FOD#60: A breather

+ the curated list of the most relevant research papers of the week, as well as your favorite news from The Usual Suspects.

Next Week in Turing Post:

  • Wednesday, AI 101: What is Long Short-Term Memory and the recent xLSTM?

  • Friday, deep dive into another AI Unicorns.

If you like Turing Post, consider becoming a paid subscriber. You’ll immediately get full access to all our articles, investigations, and tech series →

A breather

It’s time to take a breather before the crazy end of summer and an even crazier September. The AI industry is shipping more and more models, tools, methods, frameworks, libraries, benchmarks, evals, heated discussions, and promises to end the world every day. Even more interesting changes and achievements are coming soon! We are going to step back and reevaluate what content will bring the most value to you, our readers.

I’m also working on a book. I can hear you sigh, “Another book about AI?” But no, it’s actually about citizen diplomacy.
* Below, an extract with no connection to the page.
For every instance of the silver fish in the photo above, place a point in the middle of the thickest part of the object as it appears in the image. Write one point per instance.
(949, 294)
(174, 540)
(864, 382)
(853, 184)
In the AI world, we are seriously concerned with machine dominance, but no worries – humans might end themselves first if the current separation due to crazy politics prevails. Citizen diplomacy tackles that very problem. It is about the difference that each of us can make on a bigger scale. It's about uniting and making the impossible possible. So this is my plan for the end of July: to reevaluate the best content about ML for the best audience (that’s you) and to dive into, or even delve into, the fascinating story of citizen diplomacy to learn from its history. These lessons are the most valuable and the most overlooked.

The next week is still full of content (xLSTM and an AI unicorn investigation!). But no emails from July 22 to August 5. Please reach out if you have feedback, ideas for what we should cover, or just words of support. We love you.

And here is a question: starting August 5 →

In our weekly analysis, what should we dedicate more time to:

Login or Subscribe to participate in polls.

Please click the link below. Our partners offer a great free webinar →

Free Webinar: Fine-tune and evaluate LLMs on your data with SuperAnnotate and Databricks

Date: July 30th, 10 am PST / 7 pm CET

While most companies have large amounts of data, they are often unprepared for LLM fine-tuning. During fine-tuning, LLMs learn to mimic the style and content of the data used, and it is therefore important that this data represents the intended model behavior exactly. 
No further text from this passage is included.